Le condizioni di Gianni Di Vita restano sotto stretta osservazione, ma il quadro clinico appare rassicurante. Ricoverato nel reparto di Rianimazione dell’istituto Spallanzani di Roma, l’uomo è vigile e stabile. È questa, al momento, l’unica informazione ufficiale diffusa dall’ospedale.
Nessuna indicazione, invece, sull’origine della grave intossicazione che tra il 27 e il 28 dicembre ha provocato la morte della moglie, Antonella Di Ielsi, 50 anni, e della figlia Sara, di appena 15 anni, decedute all’ospedale Cardarelli di Campobasso. Sul fronte investigativo, la situazione resta complessa.
Le analisi cliniche e tossicologiche sono tuttora in corso e procedono senza una pista privilegiata. Gli accertamenti sono stati estesi a più ambiti e avanzano per esclusione. Secondo prime indiscrezioni, sarebbe stata esclusa la contaminazione da botulino, ma si tratta di risultati non ancora definitivi.

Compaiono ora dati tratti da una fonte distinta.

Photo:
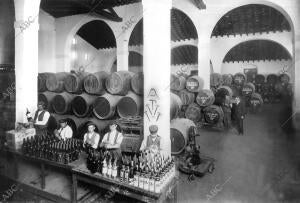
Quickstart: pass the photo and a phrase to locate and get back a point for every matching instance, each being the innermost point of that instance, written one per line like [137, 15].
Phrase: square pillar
[157, 68]
[26, 56]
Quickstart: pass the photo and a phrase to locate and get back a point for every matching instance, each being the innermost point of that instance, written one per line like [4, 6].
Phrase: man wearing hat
[91, 138]
[65, 131]
[112, 140]
[40, 119]
[153, 140]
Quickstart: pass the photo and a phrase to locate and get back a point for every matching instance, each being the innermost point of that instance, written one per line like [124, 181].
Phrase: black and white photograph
[149, 101]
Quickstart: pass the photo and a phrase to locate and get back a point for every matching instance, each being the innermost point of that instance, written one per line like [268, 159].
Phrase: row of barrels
[217, 79]
[99, 83]
[84, 105]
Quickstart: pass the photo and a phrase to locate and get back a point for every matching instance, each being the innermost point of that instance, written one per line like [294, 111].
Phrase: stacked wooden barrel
[98, 97]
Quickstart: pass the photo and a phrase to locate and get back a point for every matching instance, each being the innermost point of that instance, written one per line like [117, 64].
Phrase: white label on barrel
[247, 90]
[192, 84]
[255, 102]
[211, 115]
[203, 99]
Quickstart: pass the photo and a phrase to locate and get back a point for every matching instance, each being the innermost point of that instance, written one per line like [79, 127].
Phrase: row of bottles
[49, 147]
[148, 172]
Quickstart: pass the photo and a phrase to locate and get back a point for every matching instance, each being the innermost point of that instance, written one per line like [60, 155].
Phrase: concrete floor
[257, 167]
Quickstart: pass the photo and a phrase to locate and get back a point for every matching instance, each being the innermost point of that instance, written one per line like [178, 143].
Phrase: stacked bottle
[50, 148]
[146, 171]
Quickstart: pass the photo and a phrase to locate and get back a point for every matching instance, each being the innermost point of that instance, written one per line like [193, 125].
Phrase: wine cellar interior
[203, 97]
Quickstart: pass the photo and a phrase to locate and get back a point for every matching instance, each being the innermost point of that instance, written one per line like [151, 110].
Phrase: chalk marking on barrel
[158, 116]
[149, 109]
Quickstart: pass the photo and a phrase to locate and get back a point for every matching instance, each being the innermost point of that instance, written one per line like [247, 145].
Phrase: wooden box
[15, 138]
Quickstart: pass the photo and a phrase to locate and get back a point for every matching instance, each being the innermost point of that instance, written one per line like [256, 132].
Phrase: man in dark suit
[238, 113]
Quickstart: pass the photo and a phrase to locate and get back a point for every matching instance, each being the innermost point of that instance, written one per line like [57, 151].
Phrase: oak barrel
[205, 98]
[224, 90]
[47, 97]
[74, 82]
[175, 105]
[186, 97]
[216, 79]
[179, 134]
[239, 78]
[94, 83]
[42, 78]
[227, 79]
[194, 83]
[62, 103]
[79, 125]
[213, 114]
[284, 78]
[137, 83]
[55, 82]
[177, 82]
[82, 105]
[193, 112]
[105, 106]
[130, 105]
[248, 89]
[119, 82]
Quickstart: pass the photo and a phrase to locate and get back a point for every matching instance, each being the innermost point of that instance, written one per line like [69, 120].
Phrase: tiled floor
[256, 167]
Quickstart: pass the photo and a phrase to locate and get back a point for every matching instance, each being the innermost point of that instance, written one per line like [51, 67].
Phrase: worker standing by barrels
[238, 113]
[40, 119]
[91, 138]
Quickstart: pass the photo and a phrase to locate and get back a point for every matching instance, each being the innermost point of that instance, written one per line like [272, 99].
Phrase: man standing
[65, 131]
[153, 140]
[238, 113]
[40, 119]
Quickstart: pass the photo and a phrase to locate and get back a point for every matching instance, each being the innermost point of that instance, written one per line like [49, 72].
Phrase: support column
[26, 56]
[122, 54]
[204, 59]
[157, 66]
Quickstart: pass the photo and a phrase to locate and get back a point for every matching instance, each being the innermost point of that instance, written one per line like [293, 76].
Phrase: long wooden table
[81, 173]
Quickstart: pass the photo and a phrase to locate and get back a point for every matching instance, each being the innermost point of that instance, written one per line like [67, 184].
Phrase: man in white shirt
[40, 119]
[112, 140]
[152, 142]
[65, 131]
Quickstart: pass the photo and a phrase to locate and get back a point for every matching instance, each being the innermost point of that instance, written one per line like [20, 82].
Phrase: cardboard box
[15, 138]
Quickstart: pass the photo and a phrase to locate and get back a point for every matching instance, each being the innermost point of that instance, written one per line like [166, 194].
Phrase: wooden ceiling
[257, 50]
[98, 34]
[136, 37]
[135, 59]
[62, 8]
[253, 18]
[182, 26]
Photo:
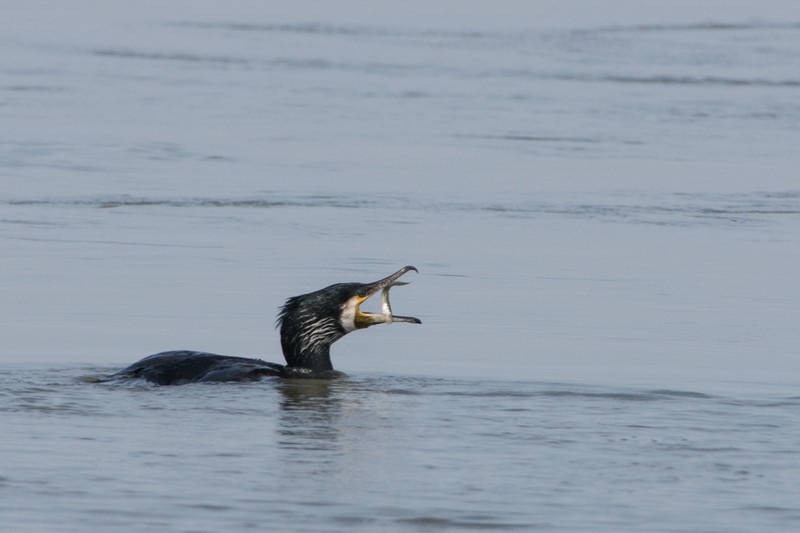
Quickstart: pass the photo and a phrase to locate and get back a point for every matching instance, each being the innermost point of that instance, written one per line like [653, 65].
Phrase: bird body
[308, 323]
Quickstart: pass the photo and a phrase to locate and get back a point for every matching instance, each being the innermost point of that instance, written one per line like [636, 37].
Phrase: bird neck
[317, 358]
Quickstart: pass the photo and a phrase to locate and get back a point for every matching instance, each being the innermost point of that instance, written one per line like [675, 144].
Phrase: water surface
[603, 204]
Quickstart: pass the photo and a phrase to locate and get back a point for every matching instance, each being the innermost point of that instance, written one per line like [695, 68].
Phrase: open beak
[364, 320]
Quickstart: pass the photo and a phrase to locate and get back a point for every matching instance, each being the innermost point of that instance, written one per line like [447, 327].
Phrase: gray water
[603, 202]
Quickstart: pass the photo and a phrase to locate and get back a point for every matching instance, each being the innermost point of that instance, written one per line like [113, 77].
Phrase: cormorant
[309, 324]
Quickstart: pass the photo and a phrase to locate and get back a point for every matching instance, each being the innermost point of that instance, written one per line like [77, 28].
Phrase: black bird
[309, 324]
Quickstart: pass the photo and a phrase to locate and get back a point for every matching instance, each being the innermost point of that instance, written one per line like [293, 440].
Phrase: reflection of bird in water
[309, 324]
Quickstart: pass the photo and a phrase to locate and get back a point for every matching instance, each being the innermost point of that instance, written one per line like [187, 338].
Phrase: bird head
[311, 322]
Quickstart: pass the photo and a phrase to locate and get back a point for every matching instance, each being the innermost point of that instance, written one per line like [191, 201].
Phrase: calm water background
[603, 201]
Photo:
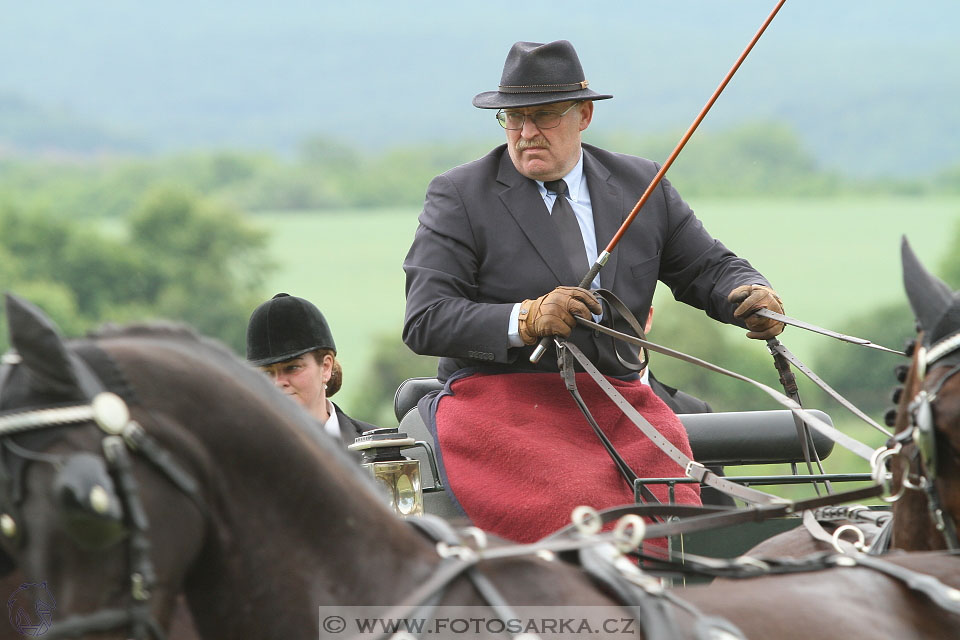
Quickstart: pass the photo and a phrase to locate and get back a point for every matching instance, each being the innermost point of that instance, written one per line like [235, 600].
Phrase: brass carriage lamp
[393, 472]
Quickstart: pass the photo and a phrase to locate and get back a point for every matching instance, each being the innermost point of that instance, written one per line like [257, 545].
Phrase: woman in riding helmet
[289, 340]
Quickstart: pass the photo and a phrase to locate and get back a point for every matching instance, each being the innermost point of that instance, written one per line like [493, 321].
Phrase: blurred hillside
[866, 85]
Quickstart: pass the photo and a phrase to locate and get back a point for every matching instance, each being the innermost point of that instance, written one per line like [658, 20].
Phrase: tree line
[124, 239]
[761, 159]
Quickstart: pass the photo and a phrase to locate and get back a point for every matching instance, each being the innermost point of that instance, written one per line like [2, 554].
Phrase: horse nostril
[900, 371]
[896, 395]
[99, 499]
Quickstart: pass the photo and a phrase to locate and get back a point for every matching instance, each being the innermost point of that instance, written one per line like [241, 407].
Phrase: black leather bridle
[918, 443]
[121, 437]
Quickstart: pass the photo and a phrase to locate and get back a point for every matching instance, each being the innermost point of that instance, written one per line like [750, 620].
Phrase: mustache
[538, 141]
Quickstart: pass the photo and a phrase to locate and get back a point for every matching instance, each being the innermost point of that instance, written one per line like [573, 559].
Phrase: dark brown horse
[217, 486]
[917, 482]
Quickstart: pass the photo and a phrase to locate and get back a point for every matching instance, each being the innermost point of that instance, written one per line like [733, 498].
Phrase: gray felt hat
[536, 73]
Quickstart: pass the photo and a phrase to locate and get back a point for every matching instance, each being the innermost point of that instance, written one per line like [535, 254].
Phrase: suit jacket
[350, 429]
[485, 242]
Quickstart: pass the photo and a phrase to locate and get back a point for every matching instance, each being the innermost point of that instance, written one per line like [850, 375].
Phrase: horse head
[928, 417]
[144, 461]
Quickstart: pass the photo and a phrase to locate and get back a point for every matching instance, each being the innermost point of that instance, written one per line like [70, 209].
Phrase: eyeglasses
[513, 120]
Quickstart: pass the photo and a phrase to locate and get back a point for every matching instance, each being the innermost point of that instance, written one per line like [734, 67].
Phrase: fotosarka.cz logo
[30, 609]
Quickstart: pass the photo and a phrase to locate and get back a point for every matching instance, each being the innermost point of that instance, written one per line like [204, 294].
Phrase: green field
[830, 259]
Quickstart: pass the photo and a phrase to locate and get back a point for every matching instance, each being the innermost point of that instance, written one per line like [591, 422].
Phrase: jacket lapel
[606, 200]
[522, 199]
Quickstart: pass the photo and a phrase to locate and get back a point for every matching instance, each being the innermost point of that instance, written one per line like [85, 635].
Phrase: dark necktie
[566, 221]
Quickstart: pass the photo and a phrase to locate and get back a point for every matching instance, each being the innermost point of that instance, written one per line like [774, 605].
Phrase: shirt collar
[572, 179]
[332, 425]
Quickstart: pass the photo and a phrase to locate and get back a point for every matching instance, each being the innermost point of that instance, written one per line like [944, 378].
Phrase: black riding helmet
[285, 327]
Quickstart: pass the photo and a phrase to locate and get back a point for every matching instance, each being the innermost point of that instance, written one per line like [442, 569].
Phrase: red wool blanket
[519, 455]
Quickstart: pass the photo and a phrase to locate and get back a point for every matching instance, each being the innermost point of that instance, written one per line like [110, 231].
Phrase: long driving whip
[605, 254]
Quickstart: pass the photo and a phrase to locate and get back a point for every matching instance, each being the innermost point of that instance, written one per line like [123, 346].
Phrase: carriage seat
[717, 439]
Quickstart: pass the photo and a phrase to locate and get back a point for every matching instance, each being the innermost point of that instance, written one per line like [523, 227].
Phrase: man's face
[548, 154]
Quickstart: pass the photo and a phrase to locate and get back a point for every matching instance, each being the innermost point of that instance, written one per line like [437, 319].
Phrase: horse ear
[930, 298]
[37, 341]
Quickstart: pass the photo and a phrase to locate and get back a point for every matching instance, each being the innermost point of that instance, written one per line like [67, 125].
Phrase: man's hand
[751, 297]
[552, 314]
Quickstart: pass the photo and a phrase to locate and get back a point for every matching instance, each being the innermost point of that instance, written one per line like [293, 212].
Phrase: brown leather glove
[751, 297]
[552, 314]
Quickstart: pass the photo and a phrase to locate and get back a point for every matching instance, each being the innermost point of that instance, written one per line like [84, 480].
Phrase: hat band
[543, 88]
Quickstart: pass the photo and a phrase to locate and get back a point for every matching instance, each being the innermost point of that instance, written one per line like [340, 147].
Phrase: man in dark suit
[492, 266]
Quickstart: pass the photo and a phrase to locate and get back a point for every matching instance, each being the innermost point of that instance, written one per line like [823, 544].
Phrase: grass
[829, 259]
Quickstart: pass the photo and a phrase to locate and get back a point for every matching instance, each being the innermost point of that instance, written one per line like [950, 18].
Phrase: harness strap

Attenzione anche sugli esami effettuati sulla figlia maggiore di Di Vita, l’unica della famiglia a non aver manifestato sintomi, sebbene presenti un lieve ingrossamento epatico ancora da interpretare.

Un ruolo centrale potrebbe essere giocato dagli alimenti sequestrati nell’abitazione: avanzi di cibo, prodotti conservati in frigorifero e nella dispensa sono ora al vaglio dei laboratori. Il fatto che la ragazza asintomatica non abbia accusato malesseri rafforza l’ipotesi che non abbia consumato il pasto sospetto, ma al momento si resta nel campo delle congetture.
Tutte le possibilità restano aperte: dall’ingestione di funghi o pesce contaminato, fino a una possibile contaminazione accidentale di farine con sostanze tossiche. Tra le piste emerse figura anche una disinfestazione effettuata mesi fa in un mulino confinante con l’abitazione della famiglia, di proprietà di un parente. Un’ipotesi ritenuta però poco probabile dagli inquirenti. Parallelamente prosegue l’inchiesta sul fronte sanitario. Cinque medici — tre del Cardarelli e due della guardia medica — risultano indagati per le visite effettuate nei giorni precedenti al decesso. La Procura intende chiarire se vi siano state omissioni, errori diagnostici o sottovalutazioni del quadro clinico.